On the Quality Benefits of Formal Domain Specific Languages

This entry is part of the series:
Software Quality driven by Formal DSLs

One of the assets of mgm is dedicated quality for software, including especially portal technology for applications with high-safety and reliance demands. In the first blog within this series, “Using Domain Specific Languages to Implement Interactive Frontends“, we described an approach using a specification language (DSL) family on customer level to specify valid inputs and frontend compu­tations for forms-based interactive or batch systems. Let us continue and focus on the quality benefits of this approach.

The presented specification language family supports modeling of frontends, such as form-based user interfaces, or field-related batch programs that e.g. process XML input.

In a nutshell, the approach is characterized by formal specifications for well-defined and valid field inputs, computation of values for calculated fields and of relationships between these fields. For an example see the summary at the end of part “Using Domain Specific Languages to Implement Interactive Frontends“.
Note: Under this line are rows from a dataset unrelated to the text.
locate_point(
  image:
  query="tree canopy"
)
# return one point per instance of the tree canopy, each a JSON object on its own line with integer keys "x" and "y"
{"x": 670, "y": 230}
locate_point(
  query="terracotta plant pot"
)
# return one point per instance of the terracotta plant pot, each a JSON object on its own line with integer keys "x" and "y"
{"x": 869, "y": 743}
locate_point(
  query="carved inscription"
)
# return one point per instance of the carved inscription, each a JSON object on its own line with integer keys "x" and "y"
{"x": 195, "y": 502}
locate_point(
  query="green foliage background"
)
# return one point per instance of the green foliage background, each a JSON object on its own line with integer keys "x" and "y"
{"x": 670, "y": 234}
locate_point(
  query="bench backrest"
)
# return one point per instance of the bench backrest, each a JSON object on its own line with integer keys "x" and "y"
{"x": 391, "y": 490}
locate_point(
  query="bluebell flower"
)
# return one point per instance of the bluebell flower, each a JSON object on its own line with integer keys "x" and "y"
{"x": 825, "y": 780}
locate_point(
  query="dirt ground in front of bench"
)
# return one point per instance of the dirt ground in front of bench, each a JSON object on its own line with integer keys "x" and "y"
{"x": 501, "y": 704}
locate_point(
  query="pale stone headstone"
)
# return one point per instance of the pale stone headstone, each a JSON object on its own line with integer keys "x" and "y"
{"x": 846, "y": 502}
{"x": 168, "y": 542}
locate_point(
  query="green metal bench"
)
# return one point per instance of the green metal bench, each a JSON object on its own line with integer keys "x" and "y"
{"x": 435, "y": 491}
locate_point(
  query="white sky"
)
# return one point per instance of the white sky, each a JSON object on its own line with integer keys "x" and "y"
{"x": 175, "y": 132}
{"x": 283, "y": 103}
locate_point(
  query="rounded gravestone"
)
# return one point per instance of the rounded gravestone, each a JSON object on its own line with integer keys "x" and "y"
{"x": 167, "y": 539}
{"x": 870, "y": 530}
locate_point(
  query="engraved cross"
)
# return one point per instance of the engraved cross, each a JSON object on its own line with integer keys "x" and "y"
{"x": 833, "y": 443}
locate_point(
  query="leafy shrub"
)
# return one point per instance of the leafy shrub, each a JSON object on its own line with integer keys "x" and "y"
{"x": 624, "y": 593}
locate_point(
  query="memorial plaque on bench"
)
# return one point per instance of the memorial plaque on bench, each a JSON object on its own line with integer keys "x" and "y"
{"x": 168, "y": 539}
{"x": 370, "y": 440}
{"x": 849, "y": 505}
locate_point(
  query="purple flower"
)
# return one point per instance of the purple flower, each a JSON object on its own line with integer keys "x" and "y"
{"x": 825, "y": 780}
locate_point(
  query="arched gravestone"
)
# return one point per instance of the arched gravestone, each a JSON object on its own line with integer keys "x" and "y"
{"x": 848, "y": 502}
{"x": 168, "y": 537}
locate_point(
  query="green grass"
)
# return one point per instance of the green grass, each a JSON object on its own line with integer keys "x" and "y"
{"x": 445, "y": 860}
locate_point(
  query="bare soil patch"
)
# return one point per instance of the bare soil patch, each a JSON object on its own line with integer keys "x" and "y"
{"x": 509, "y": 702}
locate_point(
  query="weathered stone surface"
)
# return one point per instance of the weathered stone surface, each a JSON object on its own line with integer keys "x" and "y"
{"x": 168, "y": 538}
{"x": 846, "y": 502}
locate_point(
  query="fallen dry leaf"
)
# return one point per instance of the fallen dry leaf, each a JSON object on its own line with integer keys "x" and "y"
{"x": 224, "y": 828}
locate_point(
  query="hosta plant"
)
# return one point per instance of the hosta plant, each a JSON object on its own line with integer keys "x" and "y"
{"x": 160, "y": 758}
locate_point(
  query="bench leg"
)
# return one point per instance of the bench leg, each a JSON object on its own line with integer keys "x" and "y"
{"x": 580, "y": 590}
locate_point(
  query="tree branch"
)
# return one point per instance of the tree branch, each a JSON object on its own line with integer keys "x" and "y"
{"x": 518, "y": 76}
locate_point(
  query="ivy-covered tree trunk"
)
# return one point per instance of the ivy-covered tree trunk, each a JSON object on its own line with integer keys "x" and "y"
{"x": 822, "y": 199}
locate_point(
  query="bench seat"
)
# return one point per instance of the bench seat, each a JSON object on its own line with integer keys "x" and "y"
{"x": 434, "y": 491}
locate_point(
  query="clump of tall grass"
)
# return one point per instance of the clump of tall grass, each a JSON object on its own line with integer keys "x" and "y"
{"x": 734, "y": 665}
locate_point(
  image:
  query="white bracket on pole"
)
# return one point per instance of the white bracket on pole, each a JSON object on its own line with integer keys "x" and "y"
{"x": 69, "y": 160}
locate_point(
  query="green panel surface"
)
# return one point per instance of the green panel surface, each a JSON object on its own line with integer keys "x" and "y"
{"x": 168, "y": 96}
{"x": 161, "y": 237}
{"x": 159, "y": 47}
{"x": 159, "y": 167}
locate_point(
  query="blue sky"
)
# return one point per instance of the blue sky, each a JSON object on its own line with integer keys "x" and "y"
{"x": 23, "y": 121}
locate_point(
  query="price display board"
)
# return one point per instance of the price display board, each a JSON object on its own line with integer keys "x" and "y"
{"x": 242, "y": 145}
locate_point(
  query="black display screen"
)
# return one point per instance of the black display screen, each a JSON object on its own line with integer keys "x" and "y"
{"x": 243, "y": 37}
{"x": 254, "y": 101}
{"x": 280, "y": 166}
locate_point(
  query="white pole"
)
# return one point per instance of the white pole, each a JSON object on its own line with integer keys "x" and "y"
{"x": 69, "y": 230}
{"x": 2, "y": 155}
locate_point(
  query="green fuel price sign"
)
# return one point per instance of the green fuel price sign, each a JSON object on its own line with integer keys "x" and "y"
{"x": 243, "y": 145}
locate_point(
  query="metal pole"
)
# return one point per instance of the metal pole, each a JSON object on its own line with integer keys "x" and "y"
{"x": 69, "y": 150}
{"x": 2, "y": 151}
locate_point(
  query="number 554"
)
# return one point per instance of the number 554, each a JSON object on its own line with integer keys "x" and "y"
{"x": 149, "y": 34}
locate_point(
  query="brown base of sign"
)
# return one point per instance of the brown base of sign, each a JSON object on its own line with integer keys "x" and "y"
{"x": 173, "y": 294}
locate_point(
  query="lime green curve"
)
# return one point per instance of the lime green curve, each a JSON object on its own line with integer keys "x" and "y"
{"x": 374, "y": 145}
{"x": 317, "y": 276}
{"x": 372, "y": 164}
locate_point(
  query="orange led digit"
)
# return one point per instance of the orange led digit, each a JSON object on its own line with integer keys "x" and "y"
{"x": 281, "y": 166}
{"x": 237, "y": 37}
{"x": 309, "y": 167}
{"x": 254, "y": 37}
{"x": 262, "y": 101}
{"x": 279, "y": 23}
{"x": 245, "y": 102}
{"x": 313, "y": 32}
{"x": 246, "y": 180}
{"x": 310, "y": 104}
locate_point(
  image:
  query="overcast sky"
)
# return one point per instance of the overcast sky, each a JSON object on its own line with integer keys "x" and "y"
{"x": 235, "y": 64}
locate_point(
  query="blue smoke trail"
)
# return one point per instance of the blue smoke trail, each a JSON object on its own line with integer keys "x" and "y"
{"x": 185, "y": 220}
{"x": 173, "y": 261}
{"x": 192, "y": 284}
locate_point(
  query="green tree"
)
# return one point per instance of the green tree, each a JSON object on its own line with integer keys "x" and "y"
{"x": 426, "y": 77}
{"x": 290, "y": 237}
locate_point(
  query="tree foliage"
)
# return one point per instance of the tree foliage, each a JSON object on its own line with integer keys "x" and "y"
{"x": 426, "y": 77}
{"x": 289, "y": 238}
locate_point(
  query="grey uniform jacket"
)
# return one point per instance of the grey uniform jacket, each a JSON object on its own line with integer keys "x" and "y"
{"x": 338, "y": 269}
The specification means are as follows:

  • All fields are typed as numbers, currencies, percentage types, plain text, or enumerations, etc. For some of these types, additional constraints can be expressed, such as minimum and maximum values, field lengths or regular expression restrictions.
  • Calculated fields have functional dependencies describing value dependencies on values of other fields by means of functional rules.
  • Constraint rules describe cross-field relationships between fields. Error messages describing the non-compliance of inputs to these rules are part of the specification.

Both, constraint rules and functional rules, aside from referring to values for fields, allow the expression of different behavior dependent on existent or missing values for input fields.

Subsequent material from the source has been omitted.